Quel animal bizarre

Comme il est étrange cet animal si faible, si démuni, sans défense au milieu d’une jungle épaisse et sauvage, dotée de pouvoirs innés, tandis qu’il doit sans cesse ruser pour survivre, imiter les espèces qu’il côtoie sans jamais être à la hauteur, ni aussi véloce, peu performant, sans aile, sans force face aux bisons, aux chevaux, ayant froid dans les eaux glacées, tandis que l’ours prend son bain et chasse, sans défaut. Ça fait longtemps que nous ne sommes plus nus. Nous nous sommes recouvert des peaux de nos proies, avons fabriqué des crocs en silex, tendu des pièges, découvert des poisons.

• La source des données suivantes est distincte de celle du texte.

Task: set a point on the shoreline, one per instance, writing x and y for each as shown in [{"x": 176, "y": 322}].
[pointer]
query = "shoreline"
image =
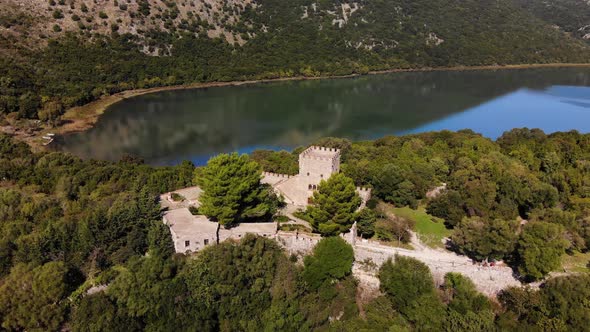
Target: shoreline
[{"x": 81, "y": 118}]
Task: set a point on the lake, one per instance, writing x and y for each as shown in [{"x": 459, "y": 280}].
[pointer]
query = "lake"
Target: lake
[{"x": 165, "y": 128}]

Ce qui ne nous empêche pas d’être toujours maladifs et faibles, en dépit des techniques qui se rajoutèrent au cours des millénaires, sans les oublier complètement. Une chose curieuse, c’est cette inadaptation à la vie naturelle. Comme si nous étions décalés de nous-mêmes, autres que nous-mêmes, ou hors de nous.

Je présume, à tort ou à raison, que l’animal, ou la moindre des entités vivantes est pleinement en son être. Tandis que nous, sommes distants de nous, avec ce que cela offre comme recul, vision, faculté pensante, analytique ou imaginative, et forcément capables d’erreurs et de chutes.

Il n’y a a priori aucune raison qu’il y ait cette rupture entre le corps et l’esprit. Sauf si la raison est, ou fait cette rupture, par opposition à l’instinct pur qui fait office de lien absolu entre le pensé et l’action.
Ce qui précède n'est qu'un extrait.